Methylome inheritance and enhancer dememorization reset an epigenetic gate safeguarding embryonic programs

Drastic epigenetic reprogramming is essential to convert terminally-differentiated gametes to totipotent embryos. However, it remains puzzling why post-fertilization global DNA reprogramming occurs only in mammals but not in non-mammalian vertebrates. In zebrafish, global methylome inheritance is however accompanied by sweeping enhancer "dememorization" as they become fully methylated. By depleting maternal dnmt1 using oocyte microinjection in situ, we eliminated DNA methylation in zebrafish early embryos, which died around gastrulation with severe differentiation defects.
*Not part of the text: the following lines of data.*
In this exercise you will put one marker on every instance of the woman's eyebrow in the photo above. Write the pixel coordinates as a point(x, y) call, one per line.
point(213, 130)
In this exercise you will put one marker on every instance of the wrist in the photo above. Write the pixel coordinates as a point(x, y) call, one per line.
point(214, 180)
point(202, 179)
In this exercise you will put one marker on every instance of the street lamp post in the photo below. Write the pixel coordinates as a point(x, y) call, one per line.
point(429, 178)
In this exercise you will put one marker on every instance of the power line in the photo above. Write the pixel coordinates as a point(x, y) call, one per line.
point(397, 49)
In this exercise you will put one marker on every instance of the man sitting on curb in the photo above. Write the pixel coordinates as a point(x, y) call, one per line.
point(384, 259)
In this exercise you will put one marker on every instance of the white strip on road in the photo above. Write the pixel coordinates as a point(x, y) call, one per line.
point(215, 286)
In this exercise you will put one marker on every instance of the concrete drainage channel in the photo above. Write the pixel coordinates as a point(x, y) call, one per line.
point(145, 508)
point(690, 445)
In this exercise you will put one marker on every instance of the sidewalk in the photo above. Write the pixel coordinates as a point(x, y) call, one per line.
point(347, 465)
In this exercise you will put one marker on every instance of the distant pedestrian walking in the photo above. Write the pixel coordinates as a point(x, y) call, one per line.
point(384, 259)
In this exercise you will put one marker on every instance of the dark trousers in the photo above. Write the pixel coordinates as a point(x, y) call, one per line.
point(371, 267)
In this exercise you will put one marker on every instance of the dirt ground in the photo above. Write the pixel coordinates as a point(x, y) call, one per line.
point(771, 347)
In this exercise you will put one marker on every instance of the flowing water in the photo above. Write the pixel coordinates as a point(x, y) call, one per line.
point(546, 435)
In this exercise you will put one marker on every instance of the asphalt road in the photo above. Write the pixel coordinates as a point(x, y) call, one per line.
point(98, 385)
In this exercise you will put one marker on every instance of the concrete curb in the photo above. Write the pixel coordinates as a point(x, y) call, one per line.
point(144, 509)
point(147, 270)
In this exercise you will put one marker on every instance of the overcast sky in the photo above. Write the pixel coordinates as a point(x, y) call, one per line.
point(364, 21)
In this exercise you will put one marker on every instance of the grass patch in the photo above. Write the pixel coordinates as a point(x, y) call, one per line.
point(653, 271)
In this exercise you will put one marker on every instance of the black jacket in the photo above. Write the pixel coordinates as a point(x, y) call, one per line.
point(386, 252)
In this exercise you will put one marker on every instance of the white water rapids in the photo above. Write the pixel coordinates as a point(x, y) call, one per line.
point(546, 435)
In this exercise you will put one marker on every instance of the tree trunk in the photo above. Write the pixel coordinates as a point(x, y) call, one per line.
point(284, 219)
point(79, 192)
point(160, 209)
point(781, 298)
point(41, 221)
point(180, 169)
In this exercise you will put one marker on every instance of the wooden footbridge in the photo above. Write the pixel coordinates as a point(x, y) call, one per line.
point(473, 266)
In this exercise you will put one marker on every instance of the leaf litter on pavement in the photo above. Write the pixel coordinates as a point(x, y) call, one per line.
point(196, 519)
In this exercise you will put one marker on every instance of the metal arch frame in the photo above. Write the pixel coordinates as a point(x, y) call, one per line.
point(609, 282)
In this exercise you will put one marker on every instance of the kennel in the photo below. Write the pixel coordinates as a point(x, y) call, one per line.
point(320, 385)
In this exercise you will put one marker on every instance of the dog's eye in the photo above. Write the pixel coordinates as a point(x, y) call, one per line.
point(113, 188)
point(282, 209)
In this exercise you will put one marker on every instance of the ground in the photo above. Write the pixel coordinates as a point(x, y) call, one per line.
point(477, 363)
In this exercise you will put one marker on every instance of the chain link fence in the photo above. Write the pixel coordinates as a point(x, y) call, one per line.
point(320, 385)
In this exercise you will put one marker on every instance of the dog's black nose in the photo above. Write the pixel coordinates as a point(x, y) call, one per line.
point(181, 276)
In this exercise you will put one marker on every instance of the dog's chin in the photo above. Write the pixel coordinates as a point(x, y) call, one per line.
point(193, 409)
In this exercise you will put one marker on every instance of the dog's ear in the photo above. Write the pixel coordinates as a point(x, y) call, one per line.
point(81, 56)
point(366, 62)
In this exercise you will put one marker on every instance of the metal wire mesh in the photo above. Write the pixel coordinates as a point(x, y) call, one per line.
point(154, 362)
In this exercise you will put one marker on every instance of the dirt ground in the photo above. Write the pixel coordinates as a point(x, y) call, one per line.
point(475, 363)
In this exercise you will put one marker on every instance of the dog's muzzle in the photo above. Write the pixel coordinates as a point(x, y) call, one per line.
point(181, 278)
Strikingly, methylation deficiency leads to extensive derepression of adult tissue-specific genes and CG-rich enhancers, which acquire ectopic TF binding and, unexpectedly, H3K4me3. By contrast, embryonic enhancers are generally CG-poor and evade DNA methylation repression. Hence, global DNA hypermethylation inheritance coupled with enhancer dememorization installs an epigenetic gate that safeguards embryonic programs and ensures temporally ordered gene expression. We propose that "enhancer dememorization" underlies and unifies distinct epigenetic reprogramming modes in early development between mammals and non-mammals.